Not sure how the vibrant comes into play, but this is not an everyday type of treatment. I would strongly consider evaluating your usage of an algaecide - I know that they say that it is some magic bacteria that has no shelf life and will not multiply in tanks (like somehow they got it to), but it is more likely an algaecide since it acts just like API Algaefix and many others.
 
The N is likely getting consumed by the anoxic bacteria - these could live in the media, rock, sand or some where else. If you remove some of it, the populations in other areas will multiply to meet the need.

The P is likely binding to sand and rock.

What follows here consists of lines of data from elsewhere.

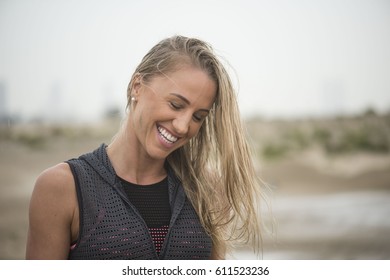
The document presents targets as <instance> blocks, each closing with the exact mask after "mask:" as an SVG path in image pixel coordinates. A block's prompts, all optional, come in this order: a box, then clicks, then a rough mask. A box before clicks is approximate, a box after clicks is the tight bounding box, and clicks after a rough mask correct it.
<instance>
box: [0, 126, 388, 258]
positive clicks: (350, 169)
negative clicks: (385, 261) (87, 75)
mask: <svg viewBox="0 0 390 280" xmlns="http://www.w3.org/2000/svg"><path fill="white" fill-rule="evenodd" d="M85 135H86V136H83V137H68V136H67V137H63V135H62V134H60V136H56V137H53V138H50V141H46V142H45V143H44V144H42V145H40V146H38V147H37V146H31V145H26V144H23V143H20V142H18V141H14V140H13V139H8V140H7V139H2V140H1V142H0V178H1V179H0V212H1V216H0V245H1V246H0V259H24V254H25V244H26V237H27V228H28V205H29V198H30V195H31V192H32V190H33V186H34V181H35V179H36V177H37V176H38V175H39V173H40V172H42V171H43V170H44V169H46V168H47V167H49V166H52V165H54V164H56V163H58V162H61V161H64V160H66V159H69V158H72V157H76V156H78V155H80V154H82V153H84V152H88V151H90V150H92V149H94V148H96V147H97V146H98V145H99V144H100V143H102V142H105V143H108V142H109V141H110V138H111V136H112V135H110V136H107V135H109V134H107V133H104V134H101V135H98V136H96V135H92V136H91V135H90V134H88V133H87V134H85ZM259 174H260V176H261V178H262V179H263V181H264V182H265V183H267V184H268V186H269V188H270V192H269V203H270V206H271V209H272V212H271V211H269V210H267V208H265V207H264V212H263V217H264V221H265V223H266V224H267V225H268V226H269V227H268V231H264V233H263V239H264V244H263V253H262V255H261V256H260V258H263V259H390V239H389V236H390V219H389V218H388V217H389V216H390V156H389V154H383V153H365V152H362V153H353V154H348V155H346V156H343V157H339V156H333V157H327V156H326V155H324V154H322V152H321V151H319V150H317V149H307V150H305V151H304V152H301V153H296V154H294V155H293V156H287V157H285V158H281V159H278V160H274V161H267V162H266V161H264V162H260V163H259ZM271 224H273V225H274V226H273V227H271V226H270V225H271ZM231 258H236V259H253V258H257V257H256V256H254V255H253V254H252V253H251V251H250V250H247V249H244V248H243V249H240V250H237V251H236V252H235V254H234V256H232V257H231Z"/></svg>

Both will level out to an equilibrium if you stop dosing them. The whole point is that the sand/rock binds a bit of P and holds a reservoir so that you don't get to true zero - anything above true zero is fine. The anoix bacteria will eat most of the N, but also not take it to zero since it needs some to keep the equilibrium moving forward. I have never seen a tank using natural methods ever get to true-zero on either N or P - it takes media or chemicals, which are usually bad.

Not sure how the vibrant comes into play, but this is not an everyday type of treatment. I would strongly consider evaluating your usage of an algaecide - I know that they say that it is some magic bacteria that has no shelf life and will not multiply in tanks (like somehow they got it to), but it is more likely an algaecide since it acts just like API Algaefix and many others.
See thats the thing. People get dinos of they do not dose n and p. If they bottom out during vibrant treatment thats very very bad. So i do not know what to do.
 
People get dinos from the lack of biodiversity with tanks started with dead/dry rock. They growth limit and poison them with the N and P as a "fix." It is hard to fix the root cause once you are down a path, but buying some real live rock (AQ from gulf or fiji) takes care of most of this.

Dinos, fish diseases, diatoms, cyano (to a degree since all tanks get it from time to time) are not covered in the BRS videos on dry rock, or the many posts, but people create a perfect environment for them to thrive.